Commento al Vangelo del 15 gennaio 2023.
Che emozione per Giovanni il Battista in quel momento: scorgere e indicare per la prima volta nella storia del cosmo e dell’umanità la presenza dell’Agnello di Dio in carne e ossa! Ha ‘visto’ Gesù di Nazaret e il suo sguardo profondo di fede ha riconosciuto il Figlio di Dio (Gv 1,29-34). E lo ha subito ‘testimoniato’. Vedere e testimoniare sono due verbi importanti per l’evangelista Giovanni. Tornano a commento della vita che esce dal costato di Gesù trafitto sulla croce (Gv 1,35). Tornano nelle prime parole della sua prima lettera (1,2).
Il Battista ha visto l’Agnello di Dio. Bisogna conoscere il mondo del tempio di Gerusalemme per tentare di comprendere. Sull’altare da secoli venivano bruciati gli agnelli sgozzati come offerta a Dio. I sacrifici erano modi per vivere la comunione con Dio e sperimentare il suo perdono. Erano il modo di rinnovare l’esperienza della Pasqua, in quella notte in cui Dio aveva ordinato tramite Mosè che in ogni famiglia si mangiasse un agnello prima di partire per la vita libera dalla schiavitù in Egitto.
Dire che il nazareno è l’Agnello di Dio è una affermazione molto impegnativa. Indica una rivoluzione nella modalità di vivere l’alleanza con Dio. Non si offrono più animali. C’è uno che si offre personalmente come agnello per rassicurare definitivamente sul fermo e convinto desiderio di Dio Padre di donare ai suoi figli un amore sterminato. Dire che il nazareno è l’Agnello di Dio vuol dire intravvedere qualcosa di pesante, di cruento, di sanguinoso. Fin dal primo istante della sua apparizione in pubblico, si viene a sapere che avrà a che fare con la passione e la morte.

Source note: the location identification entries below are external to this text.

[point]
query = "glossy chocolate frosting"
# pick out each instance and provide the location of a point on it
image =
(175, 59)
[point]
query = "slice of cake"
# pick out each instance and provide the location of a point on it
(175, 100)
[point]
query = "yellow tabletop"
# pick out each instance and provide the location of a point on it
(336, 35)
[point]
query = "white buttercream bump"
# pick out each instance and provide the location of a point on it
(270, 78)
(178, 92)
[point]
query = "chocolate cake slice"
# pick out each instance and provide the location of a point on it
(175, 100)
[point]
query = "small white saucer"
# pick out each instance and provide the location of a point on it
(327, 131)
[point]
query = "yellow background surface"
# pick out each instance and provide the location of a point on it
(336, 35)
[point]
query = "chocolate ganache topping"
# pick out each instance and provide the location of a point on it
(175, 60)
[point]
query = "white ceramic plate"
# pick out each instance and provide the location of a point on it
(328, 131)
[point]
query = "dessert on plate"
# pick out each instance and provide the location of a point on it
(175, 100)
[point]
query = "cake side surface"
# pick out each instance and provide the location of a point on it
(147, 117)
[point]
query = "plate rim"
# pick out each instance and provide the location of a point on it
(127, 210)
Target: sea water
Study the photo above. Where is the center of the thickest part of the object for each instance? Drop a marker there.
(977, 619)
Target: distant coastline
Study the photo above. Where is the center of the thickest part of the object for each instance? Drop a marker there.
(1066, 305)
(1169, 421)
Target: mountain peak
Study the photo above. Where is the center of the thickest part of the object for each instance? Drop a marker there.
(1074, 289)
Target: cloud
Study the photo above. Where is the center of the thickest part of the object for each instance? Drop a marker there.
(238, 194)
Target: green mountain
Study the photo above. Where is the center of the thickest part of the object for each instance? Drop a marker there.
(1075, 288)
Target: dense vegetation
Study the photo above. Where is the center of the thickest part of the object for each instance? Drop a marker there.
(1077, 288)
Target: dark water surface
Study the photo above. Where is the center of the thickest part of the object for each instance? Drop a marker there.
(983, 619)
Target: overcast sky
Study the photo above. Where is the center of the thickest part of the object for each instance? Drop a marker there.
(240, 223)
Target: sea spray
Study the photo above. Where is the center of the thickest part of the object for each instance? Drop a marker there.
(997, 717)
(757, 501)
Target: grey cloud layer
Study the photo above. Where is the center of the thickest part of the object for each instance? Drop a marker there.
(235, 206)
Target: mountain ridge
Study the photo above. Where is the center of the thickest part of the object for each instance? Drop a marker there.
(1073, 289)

Il Battista poi testimonia (con una invidiabile chiarezza quanto all’immagine di sé e alla sua missione) di essere in presenza di uno che lo supera infinitamente, che è «avanti a me, perché era prima di me». Sa vedere più in profondità di noi sulla identità di quel nazareno: è uno più importante di tutti, perché è prima di tutti. Sia nel senso cronologico («In principio era il Verbo») sia nel senso della dignità e della onnipotenza («Tutto è stato fatto per mezzo di lui»). Riconoscere in Gesù di Nazaret il Figlio di Dio è al centro della esperienza di fede. Noi, così distanti da quei giorni, forse facciamo un po’ fatica, ma la esperienza cristiana non è una dottrina campata per aria o una serie di buoni consigli: anche oggi è entrare in comunione con la persona di Gesù nazareno, vero uomo e vero Dio risorto dai morti, che può essere ‘veduto e toccato’ nella Parola e nei Sacramenti della Chiesa, nei suoi testimoni e nei poveri.
Il Battista, ancora, parla di uno Spirito che discende e rimane su Gesù. Nessuno sapeva ancora dell’esistenza dello Spirito Santo. Giovanni e i discepoli di Gesù impareranno da Lui che lo Spirito è una Persona la terza della Trinità: l’amore che sgorga (‘procede’) dal Padre e dal Figlio. Gesù di Nazaret è ricolmo dello Spirito santo sulla terra, nella sua carne umana, perché è il Figlio di Dio che riceve e dona infinitamente l’Amore del Padre.